Barrio Mío

Recorro tus calles, Colegiales

Hoy: Gral. Enrique Martínez.

La temperatura casi veraniega que caracterizó los últimos días ya es historia, y este domingo de fines de agosto vuelve a presentar su faceta invernal, aunque un cielo despejado atenúa los valores del termómetro si uno, este mediodía, camina por “la vereda del sol”. En Martínez y Virrey Loreto, hay bastante gente comiendo en las mesas exteriores de una parrilla. También, como en tantos reductos gastronómicos, se observa un sector ganado a la calzada. Lo curioso, es que dentro del corralito, al menos en esta ocasión, no han colocado mesas ni sillas.

Martínez se distingue de la mayoría de las calles de Colegiales por su ciclovía. No será raro, entonces, ver gente en bicicleta marchar en una y otra dirección. Entretanto, a los automovilistas, sólo se les permite circular en sentido único. El tránsito vehicular no tiene la fluidez de las jornadas laborables, cuando la traza sí es muy utilizada para ir rumbo al norte de la Ciudad. Tampoco se observan muchos peatones. Antes de llegar a Zabala, un cartel en un árbol dice: “Levantá la caca de tu perro”.

En la intersección con Zabala, se ve una garita de vigilancia. Entre los coches estacionados –obviamente, en el cordón contrario a la ciclovía- uno está protegido por una funda de color gris que, a su vez, se halla sostenida por ladrillos. Unos metros antes de Gregoria Pérez, un cartel inmobiliario de venta cuelga en la fachada marrón de una vivienda. Al igual que la mayoría de las casas de esta zona residencial, ésta también es baja y antigua. Previamente a cruzar Gregoria Pérez, aparece un buzón, heroico sobreviviente de épocas libres de whatsapp y redes sociales. En esa misma esquina hay una casa con un jardín al frente. Desde la vereda, se logra divisar a una mujer que trabaja en el cuidado de las plantas.

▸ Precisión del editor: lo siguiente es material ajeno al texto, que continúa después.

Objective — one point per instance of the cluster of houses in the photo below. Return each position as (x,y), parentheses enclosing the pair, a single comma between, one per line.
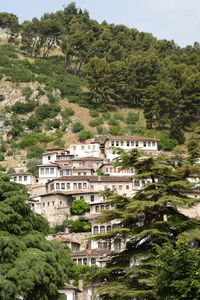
(83,171)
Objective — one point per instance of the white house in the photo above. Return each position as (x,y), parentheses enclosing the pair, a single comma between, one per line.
(25,178)
(127,143)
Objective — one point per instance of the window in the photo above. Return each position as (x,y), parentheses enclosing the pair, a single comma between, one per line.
(52,187)
(95,229)
(102,229)
(108,228)
(93,261)
(136,183)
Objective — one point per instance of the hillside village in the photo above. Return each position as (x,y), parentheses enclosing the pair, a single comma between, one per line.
(84,171)
(99,147)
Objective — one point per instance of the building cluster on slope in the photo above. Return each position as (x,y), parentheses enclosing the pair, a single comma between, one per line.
(83,171)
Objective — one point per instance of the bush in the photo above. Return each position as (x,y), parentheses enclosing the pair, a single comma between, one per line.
(113,122)
(106,115)
(2,97)
(50,124)
(77,127)
(96,122)
(79,226)
(94,113)
(35,152)
(21,107)
(84,135)
(116,130)
(27,92)
(119,117)
(45,111)
(132,118)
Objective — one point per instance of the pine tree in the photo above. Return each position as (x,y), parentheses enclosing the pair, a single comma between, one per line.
(147,219)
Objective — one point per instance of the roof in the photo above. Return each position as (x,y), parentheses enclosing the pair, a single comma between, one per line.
(22,173)
(77,192)
(94,178)
(88,158)
(70,287)
(95,252)
(133,138)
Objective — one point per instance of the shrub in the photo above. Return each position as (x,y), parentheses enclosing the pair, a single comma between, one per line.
(113,122)
(68,112)
(50,124)
(106,115)
(132,118)
(79,226)
(84,135)
(77,127)
(35,152)
(79,207)
(21,107)
(96,122)
(116,130)
(45,111)
(2,97)
(119,117)
(27,92)
(94,113)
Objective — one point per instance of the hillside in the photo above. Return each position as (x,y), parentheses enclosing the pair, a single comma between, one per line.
(66,78)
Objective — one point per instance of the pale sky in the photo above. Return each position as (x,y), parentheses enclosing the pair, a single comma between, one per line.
(177,20)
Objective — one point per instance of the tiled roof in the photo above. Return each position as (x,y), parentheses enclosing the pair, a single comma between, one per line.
(132,138)
(93,178)
(94,252)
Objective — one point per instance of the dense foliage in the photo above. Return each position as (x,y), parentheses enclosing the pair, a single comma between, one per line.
(149,220)
(30,266)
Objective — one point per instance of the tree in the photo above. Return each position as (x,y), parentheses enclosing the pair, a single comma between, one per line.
(31,267)
(147,219)
(79,207)
(176,274)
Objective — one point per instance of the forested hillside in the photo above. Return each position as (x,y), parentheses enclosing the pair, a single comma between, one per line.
(66,57)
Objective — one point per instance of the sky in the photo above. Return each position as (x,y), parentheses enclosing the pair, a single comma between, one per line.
(177,20)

El asfalto se transforma en empedrado después de Gregoria Pérez, con excepción, claro está, de la bicisenda, que continúa bastante transitada. Una hoja pegada en otro poste, invita a adquirir productos de cocina. Una galería de arte, lleva el nombre del barrio: Espacio Colegiales. En su vidriera, se exhiben dos bonitos cuadros. Uno, es la pintura de un vagón de subte. El otro, una casa que ha sido pintada con un efecto borroso. Muy cerca de la intersección con Céspedes, hay un comercio abierto: se trata de un supermercado “chino”. Afuera, un perro atado a un bicicletero, reposa en absoluta calma, probablemente, a la espera de su amo, que se encontraría en el interior, haciendo las compras domingueras.

FICHA TÉCNICA:

Martínez nace en Dorrego al 1600 (Colegiales). Desde este punto limítrofe –con Palermo- atraviesa nuestro barrio de punta a punta, hasta llegar a Avenida De los Incas, límite con Belgrano. Sufre aquí una interrupción de unos 400 metros, por la presencia del predio del Belgrano Athletic Club y otra manzana residencial, retomando su traza en La Pampa, ya en territorio belgranense. Tras un recorrido de otra seis cuadras, llega a su epílogo, cuando se encuentra con Blanco Encalada y las vías del Ferrocarril Mitre. Sin contra el mencionado corte, totaliza 22 cuadras.

EL MOTIVO DEL NOMBRE:

Enrique Martínez (1789-1870) era un general de nacionalidad uruguaya. Combatió durante las invasiones inglesas en Guardia Vieja, Chacabuco, Curapaligüe, Gavilán, Talcahuano, Maipú y la expedición a Perú. fue Ministro de Guerra del Gobernador Balcarce en 1833.